Astronomical, Cosmological, and Zodiac illustrations might be one of the most interesting ones in this manuscript. Cosmological pages feature geometric designs, all essentially circular.
Some of these appear very unique. Others are quite similar to cosmological illustrations found in other medieval manuscripts.
The zodiac pages contain concentric circles with about 30 nymphs holding stars. Usually with an emblem of a zodiac sign in the center. The zodiac emblems themselves are easily recognizable. In some cases very unusual though. Libra is completely standard, while Sagittarius represents a standing male figure holding a crossbow. This is a deviation from the much more typical centaur with a bow and arrow.
You can read more of the interesting details about these illustrations following this link.
Voynich Manuscript Decoding Success!
After years of unsuccessful decoding attempts we might actually have a chance of decoding these pages in recent future. Stephen Bax is a Professor of Applied Linguistics at the University of Bedfordshire. He says that he has decoded words in it for the first time. Professor Bax is using linguistic analysis to work on the script letter by letter.

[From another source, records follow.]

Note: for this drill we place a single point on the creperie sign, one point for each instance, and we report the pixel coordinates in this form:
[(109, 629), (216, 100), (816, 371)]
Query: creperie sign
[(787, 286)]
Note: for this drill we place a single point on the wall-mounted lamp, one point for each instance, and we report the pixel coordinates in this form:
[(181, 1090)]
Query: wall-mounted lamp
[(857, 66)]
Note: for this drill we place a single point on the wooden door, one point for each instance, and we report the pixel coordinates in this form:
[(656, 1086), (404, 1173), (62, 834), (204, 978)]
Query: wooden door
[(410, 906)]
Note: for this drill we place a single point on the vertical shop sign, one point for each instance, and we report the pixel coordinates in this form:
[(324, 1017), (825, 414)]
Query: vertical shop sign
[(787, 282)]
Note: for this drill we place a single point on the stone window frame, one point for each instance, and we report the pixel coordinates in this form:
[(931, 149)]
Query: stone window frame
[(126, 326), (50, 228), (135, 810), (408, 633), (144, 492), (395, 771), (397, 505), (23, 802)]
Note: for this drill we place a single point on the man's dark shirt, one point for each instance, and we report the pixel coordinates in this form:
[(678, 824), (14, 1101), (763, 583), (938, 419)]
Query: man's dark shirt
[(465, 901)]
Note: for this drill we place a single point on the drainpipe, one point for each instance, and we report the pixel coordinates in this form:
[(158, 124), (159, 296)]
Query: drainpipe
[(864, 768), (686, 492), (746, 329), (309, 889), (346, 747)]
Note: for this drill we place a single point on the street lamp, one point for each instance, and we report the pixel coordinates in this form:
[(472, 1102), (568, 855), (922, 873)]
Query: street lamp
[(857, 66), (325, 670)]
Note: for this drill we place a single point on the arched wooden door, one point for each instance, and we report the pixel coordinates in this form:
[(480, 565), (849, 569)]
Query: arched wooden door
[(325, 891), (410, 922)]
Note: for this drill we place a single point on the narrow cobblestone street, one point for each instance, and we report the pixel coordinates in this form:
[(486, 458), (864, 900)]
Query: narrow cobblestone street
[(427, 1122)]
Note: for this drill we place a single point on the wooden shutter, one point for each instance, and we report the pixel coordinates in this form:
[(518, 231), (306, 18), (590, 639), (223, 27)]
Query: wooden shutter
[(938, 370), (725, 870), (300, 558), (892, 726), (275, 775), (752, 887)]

The manuscript has a lot of illustrations of stars and plants. I was able to identify some of these, with their names. All by looking at medieval herbal manuscripts in Arabic and other languages. I then made a start on a decoding, with some exciting results.
Just take a look at pages bellow. Mysterious illustrations of women in some sort of green liquid seems strange. Could it be some sort of medical treatment? It remains unknown.
Only a small number of words have been decoded so far. However, I really hope that we will be able to understand some more about this mysterious piece of art in our lifetime.